Worth noting: If you want to choose when you get patches, you will have to pay for Windows 10 Pro or Enterprise. Consumer "core" Windows 10 users get updated, period, as best I can tell. And it isn't at all clear if stand-alone Windows 10 Pro users can control their own patching destiny -- customers may be forced to run a server and use something like WSUS just to keep the wolves from the door.
At some point, the update will go into a different hopper and/or hoppers, to be fed to corporate Long Term Servicing branches. I've read speculation that the Long Term Servicing branches will look a lot like Service Packs, and will go out several times a year.
Sounds like a plan.
The devil's in the details
Now permit me to play devil's advocate.
If there's an emergency security patch -- say, we see another Kerberos hole or some massive zero-day -- what will the sequence look like?

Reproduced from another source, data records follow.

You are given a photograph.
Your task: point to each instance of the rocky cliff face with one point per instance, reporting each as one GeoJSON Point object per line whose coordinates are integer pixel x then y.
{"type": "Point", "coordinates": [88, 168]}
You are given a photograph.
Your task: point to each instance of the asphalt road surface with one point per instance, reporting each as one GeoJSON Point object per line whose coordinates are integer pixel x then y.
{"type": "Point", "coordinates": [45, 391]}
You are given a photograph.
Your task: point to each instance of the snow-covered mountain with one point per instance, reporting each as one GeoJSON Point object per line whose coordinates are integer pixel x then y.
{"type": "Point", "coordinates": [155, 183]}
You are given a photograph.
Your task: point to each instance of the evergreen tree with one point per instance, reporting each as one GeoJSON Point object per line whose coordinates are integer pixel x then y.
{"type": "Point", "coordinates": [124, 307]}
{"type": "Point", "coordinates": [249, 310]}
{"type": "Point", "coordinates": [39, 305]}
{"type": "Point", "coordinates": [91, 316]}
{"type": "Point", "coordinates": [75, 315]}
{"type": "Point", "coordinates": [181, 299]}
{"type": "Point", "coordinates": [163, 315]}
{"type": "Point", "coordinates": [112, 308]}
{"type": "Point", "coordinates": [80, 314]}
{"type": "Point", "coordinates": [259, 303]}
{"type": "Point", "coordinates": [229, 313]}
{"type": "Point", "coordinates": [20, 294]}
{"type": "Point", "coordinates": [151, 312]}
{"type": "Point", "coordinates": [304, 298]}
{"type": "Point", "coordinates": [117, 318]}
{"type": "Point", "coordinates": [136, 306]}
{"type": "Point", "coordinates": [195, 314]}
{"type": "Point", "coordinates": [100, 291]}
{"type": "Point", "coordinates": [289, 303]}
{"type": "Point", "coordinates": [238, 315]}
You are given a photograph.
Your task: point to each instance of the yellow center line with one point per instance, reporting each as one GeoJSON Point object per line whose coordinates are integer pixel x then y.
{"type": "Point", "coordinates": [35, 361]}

Will the patch go from dog food to Long Term Servicing within 24 hours?
What about garden-variety security patches, like the massive Internet Explorer rollups we're seeing every month or two? Myerson talks about that a bit, but there's a lot of ambiguity about how long "regular" security patches will sit in the Fast and Slow lanes -- if, indeed, they sit there at all.
What if there's something terribly wrong with a patch? How long will it take Microsoft to a) identify that there's a problem and b) fix it? Will the fix zap out the bad patch (as we saw with the Silver Bullet patch last December), or do we need to wait for a full rewrite of the bad patch? Microsoft's track record -- especially recently -- does not inspire confidence.
Can we get a driver pressure-relief valve? I'm seeing lots of complaints about the current Windows 10 beta builds overwriting drivers. If there's no way to bypass the enforced updates, there doesn't seem to be any way to install better drivers and get them to stick. Surely hardware manufacturers are going to raise a stink about that.
I may be hopelessly pounding my chest, but those are important questions. I have this nightmare scenario where 99.5 percent of all Windows users are working fine after a particular patch, but the 0.5 percent that get clobbered have to wait a week before Windows is working again -- with no way to roll back the damage, reinstall an older version, or even prevent Windows from updating and clobbering itself again. And when you figure that 0.5 percent of a billion Windows 10 users is… well, you do the math. I expect half of them will write to me, complaining.
I have another nightmare scenario where half of the Windows 10 user base gets updated, a big problem appears, Microsoft pulls the update, and all of a sudden we have half a billion people running one version and the other half running a slightly different version.
We'll have to see how it all shakes out, but there's one very important positive point: Handing out security patches to the Fast lane first will make it possible for a very large group of people to test new security patches before they go out to the masses. If software and hardware manufacturers thoroughly test patches coming down the Fast lane, if Microsoft takes special care to listen to the Fast lane complaints, and if there's a hair-trigger response to pull any bad patches before they get to the Slow lane, we may see an end to the debacles that have plagued Windows patching for more than a decade.
If all goes well, the only downside I can see is that the bad guys will be in the Fast lane, too.